Literature Collection

Using these terms, the PubMed E-Utilities were used to return data on relevant articles, and to search for term co-occurrences. Specifically, E-Search was used to identify IDs for relevant articles, and to extract the number of relevant articles, and E-Fetch was used to retrieve data regarding these articles.

Data collection was done in two ways. In the “words” collection, search terms were used to collect available meta-data for all articles mentioning a particular ERP, including title, journal, author, publication date, keywords, and abstract text. In addition, in the co-occurrence analysis we collected data on the number of articles returned by a combination of search terms (for example, counting the number of IDs returned by the search for “N400”AND”language”).

The code used to run the literature collections is available in the scripts folder.

Data-Driven Profiles

For each ERP, we create a data-driven profile, based on the collected text, using simple text analyses to find the most common words that are used to describe each component, as well as some historical context regarding when, where, and by whom this component has been investigated in the literature.

The full set of data-driven profiles for each component is available here.

Group Analysis

We also examined similarities between different ERP components, computing similarity and clustering metrics on the collected data.

The results of these group level analyses are available on the network, cognition disorders pages.

The code that performs these analyses is available in the project notebooks.

Limitations

Note that this project is explicitly a summary of the literature, and will share any limitations of the underlying literature. Limitations include that articles are identified by terms of interest, which can include primary research and review articles, and no weighting is done for sample size, experiment design, or research quality.

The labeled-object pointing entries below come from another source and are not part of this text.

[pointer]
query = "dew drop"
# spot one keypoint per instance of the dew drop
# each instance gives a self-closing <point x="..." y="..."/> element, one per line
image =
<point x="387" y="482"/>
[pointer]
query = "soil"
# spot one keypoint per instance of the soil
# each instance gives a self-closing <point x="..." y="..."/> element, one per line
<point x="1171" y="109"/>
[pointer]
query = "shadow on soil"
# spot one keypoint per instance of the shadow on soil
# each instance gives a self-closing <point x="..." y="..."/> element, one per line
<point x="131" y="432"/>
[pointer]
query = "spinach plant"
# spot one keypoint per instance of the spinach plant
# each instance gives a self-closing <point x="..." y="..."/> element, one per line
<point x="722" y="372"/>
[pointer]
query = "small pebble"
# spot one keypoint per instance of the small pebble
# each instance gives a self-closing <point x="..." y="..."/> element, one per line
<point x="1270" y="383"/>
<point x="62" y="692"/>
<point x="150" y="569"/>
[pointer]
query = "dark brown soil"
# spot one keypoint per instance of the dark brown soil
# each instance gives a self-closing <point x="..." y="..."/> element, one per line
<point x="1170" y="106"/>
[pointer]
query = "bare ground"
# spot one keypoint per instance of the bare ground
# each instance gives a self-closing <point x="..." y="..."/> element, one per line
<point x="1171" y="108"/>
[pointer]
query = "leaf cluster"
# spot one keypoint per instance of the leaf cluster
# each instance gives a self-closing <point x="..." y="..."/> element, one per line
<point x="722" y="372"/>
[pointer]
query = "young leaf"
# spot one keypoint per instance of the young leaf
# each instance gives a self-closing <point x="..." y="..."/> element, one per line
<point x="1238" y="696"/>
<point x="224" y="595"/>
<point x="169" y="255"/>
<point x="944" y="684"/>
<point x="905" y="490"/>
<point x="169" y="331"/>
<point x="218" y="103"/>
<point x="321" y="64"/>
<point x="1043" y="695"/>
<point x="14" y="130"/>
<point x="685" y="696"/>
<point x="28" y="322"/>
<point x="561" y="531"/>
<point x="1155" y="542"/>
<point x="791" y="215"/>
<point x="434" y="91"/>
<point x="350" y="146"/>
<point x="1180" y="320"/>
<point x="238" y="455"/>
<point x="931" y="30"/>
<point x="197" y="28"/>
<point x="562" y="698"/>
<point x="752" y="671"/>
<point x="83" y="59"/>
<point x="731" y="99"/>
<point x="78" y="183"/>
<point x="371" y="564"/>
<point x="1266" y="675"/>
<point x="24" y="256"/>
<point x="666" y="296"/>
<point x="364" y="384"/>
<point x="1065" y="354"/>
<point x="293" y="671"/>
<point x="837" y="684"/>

We also note that this analysis only reflects a subset of the literature, in particular articles that reference terms of interest in their titles and/or abstracts.

In the text analyses, we only access limited information including only words which occur in the title, keywords and abstract, as well as certain meta-data such as journal, authors, and publication date. The current collection and analysis does not include full-text analysis, and so is only getting a limited insight into the collected articles. In the co-occurrence analyses, we note that while co-occurrence can be useful to identify which topics are discussed together (or at least nearby), this approach does not reflect if or how such terms are actually associated.

Due to these limitations, this project should perhaps best be thought of as a high-level overview of the literature, rather than as a detailed summary of the topics under question. This analysis will share the biases of the literature, including being susceptible to trends and popularity in research, as well as publication bias. While this kind of “birds eye view” may be useful to identify general patterns in the literature, we note that detailed conclusions should be further explored for verification.